Boy Meets Girl (1974, Color)
Teens: In Space
From the people that told us it was alright to cry and for boys to have dolls, Free To Be You And Me was the quintessential hippy parenting guide. In this classic sketch from the 1974 television broadcast. Mel Brooks and Marlo Thomas take a light-hearted approach to the discussion of gender roles, as two babies postulating on their own sexes. The magic of FTBYAM was its effortless way of making heavy ideas of feminism, consumerism and understanding palatable and entertaining for children and adult-children alike.

Deciso 3003 (1982, Color)
Peter Wallach, Eli Wallach’s brother directed this bizarre anti-drug PSA, in the height of the “Just Say No” ‘80s. Two couples of double-headed alien teens set out on what they think is just going to be any other intergalactic trip to the Drive-In (to see Vincent
Price in The Fly) but when one of them thinks it’ll be cool to take some meteor pills and get handsy with his date, we all learn that being a teenager isn’t easy for anyone in the galaxy. The puppets were made by Julie Taymor, director of Across the Universe and Titus, and Eli Wallach narrates, though neither is credited on the internet movie database. Perhaps, like the teen alien flying home alone, they too feel the shame.
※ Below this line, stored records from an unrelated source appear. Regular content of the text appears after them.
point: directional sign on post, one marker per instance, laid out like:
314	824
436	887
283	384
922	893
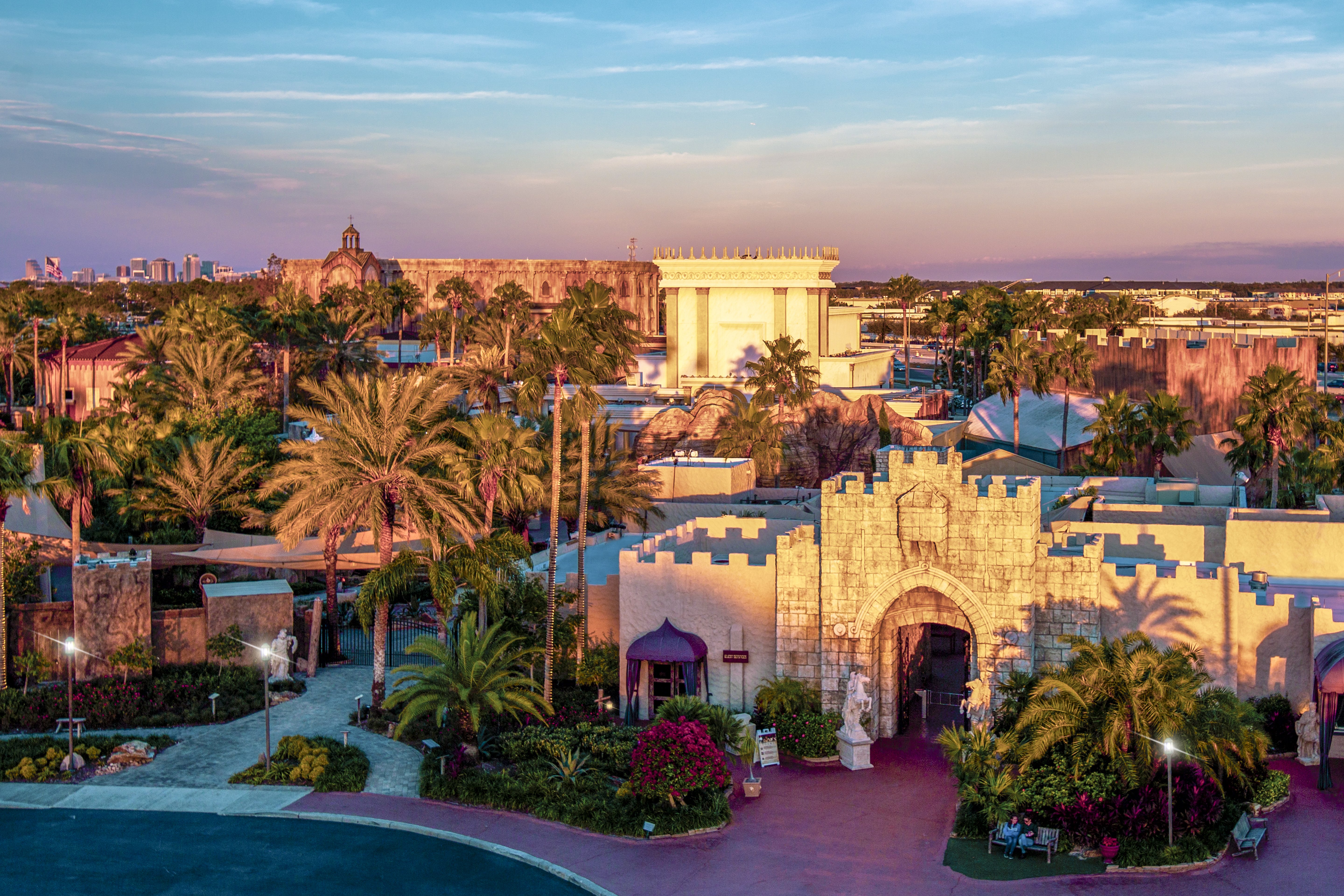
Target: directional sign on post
768	749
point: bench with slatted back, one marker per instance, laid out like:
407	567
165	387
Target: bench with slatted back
1045	841
1248	835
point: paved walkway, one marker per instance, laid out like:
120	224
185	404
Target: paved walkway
210	754
830	831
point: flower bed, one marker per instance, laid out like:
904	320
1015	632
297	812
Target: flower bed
38	760
174	696
322	763
576	776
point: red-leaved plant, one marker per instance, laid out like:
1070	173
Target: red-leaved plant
674	760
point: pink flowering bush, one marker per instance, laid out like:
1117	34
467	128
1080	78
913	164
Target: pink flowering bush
674	760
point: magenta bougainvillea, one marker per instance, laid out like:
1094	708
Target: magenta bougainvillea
674	760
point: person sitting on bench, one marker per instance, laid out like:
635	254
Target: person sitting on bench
1011	832
1027	837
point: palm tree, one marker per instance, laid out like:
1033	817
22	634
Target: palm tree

Controlling Your Anger Through Better Puppetry
Feelings: Don’t Stay Mad (1972, Color)
This bizarre and head-scratching PSA attempts to teach children to deal with their anger. Herky and Goonie are two of the ugliest puppets you may ever see, and they seem to be locked in some sort of domestic abuse situation, although it would seem they are only supposed to be 9 year-old children. Goonie is a belligerent, baseball bat wielding maniac, that none of the kids want to play with, but maybe there is hope if he can learn to not stay mad (and put down the baseball bat). There are also some marvelous scenes of precious little girls screaming and beating their pillows mercilessly.

Also Including:

Double-Talk Girl (1942), A Universal Pictures “Popular Person Oddity” with Shirley Dinsdale and her right-hand gal, Judy Splinters. Doll Dance, a 1930s Burlesque tit for tat dance number with Arlene and Rene. Both ladies are lovely, only Arlene has someone pulling her strings. Decades before the rise of “furry” culture, Beaver Boy (1968) is the touching story of a young man, reading quietly by himself, who is propositioned by a fox puppet, a proposition too good to pass up. With special appearances by Lambchop and Hush Puppy, Butch Bear and the Yakimo gang, The Muppets, HR Pufnstuf, puppet commercials and more!



Curator’s Biography
Kat Shuchter is a graduate of UC Berkeley in Film Studies. She is a filmmaker, artist and esoteric film hoarder. She has helped program shows at the PFA, The Nuart and Cinefamily at the Silent Movie Theater and was crowned “Found Footage Queen” of Los Angeles, 2009.